I try to calculate by fixing $v$ first: $$ I=\iint\limits_{\left[ 0,1 \right] \times \left[ 0,1 \right]}{e^{-\frac{u}{v^2}}\mathrm{d}v\mathrm{d}u}=\int_0^1{\left( \int_0^1{\left( e^{-\frac{1}{v^2}} \right) ^u\mathrm{d}u} \right) \mathrm{d}v}=\int_0^1{\left( -v^2\left( e^{-\frac{1}{v^2}} \right) ^u \right)\Bigg|_{u=0}^{u=1}\mathrm{d}v}=\int_0^1{-v^2\left( e^{-\frac{1}{v^2}}-1 \right) \mathrm{d}v}. $$
Now the problem is $\int_0^1 v^2 e^{-(1/v^2)}\mathrm{d}v$. I've tried to make a substitution $s=1/v$, but it simply doen't work. It seems to me that the integral is not calculable... Does anyone have an idea about this?
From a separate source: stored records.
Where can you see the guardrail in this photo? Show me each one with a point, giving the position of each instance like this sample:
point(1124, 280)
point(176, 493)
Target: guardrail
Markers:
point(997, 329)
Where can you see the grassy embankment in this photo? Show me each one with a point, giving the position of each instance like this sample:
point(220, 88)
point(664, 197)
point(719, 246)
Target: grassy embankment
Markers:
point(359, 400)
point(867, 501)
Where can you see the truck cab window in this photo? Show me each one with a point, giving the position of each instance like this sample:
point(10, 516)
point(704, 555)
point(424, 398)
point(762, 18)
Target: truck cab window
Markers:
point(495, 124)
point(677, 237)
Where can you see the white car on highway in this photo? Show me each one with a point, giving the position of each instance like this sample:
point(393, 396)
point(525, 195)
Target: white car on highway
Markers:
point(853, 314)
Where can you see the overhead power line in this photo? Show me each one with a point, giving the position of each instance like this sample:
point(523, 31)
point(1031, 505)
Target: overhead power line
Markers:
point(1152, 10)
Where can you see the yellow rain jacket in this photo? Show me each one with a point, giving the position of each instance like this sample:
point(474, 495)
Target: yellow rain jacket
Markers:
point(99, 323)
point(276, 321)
Thank you in advance!
\begin{align} I&=\int_1^{\infty} t^{-2} \int_0^1 e^{-ut^2}\,dudt\tag{$t=v^{-1}$}\\ &=\int_1^{\infty} t^{-4} \int_0^{t^2} e^{-s}\,dsdt\tag{$s=ut^{2}$}\\ &=\int_1^{\infty} t^{-4}\left(1-e^{-t^2}\right)\,dt\\ &=\frac13 - \frac{1}{3e}+\frac23\int_1^{\infty} t^{-2}e^{-t^2}\,dt\tag{Integration by parts}\\ &=\frac13 - \frac{1}{3e}+\frac2{3}\left(\frac1e -\sqrt\pi\operatorname{erfc}(1)\right)\tag{Integration by parts}\\ &=\frac13 + \frac{1}{3e}-\frac{2\sqrt\pi}{3}\operatorname{erfc}(1), \end{align} where $\operatorname{erfc}$ is the complementary error function.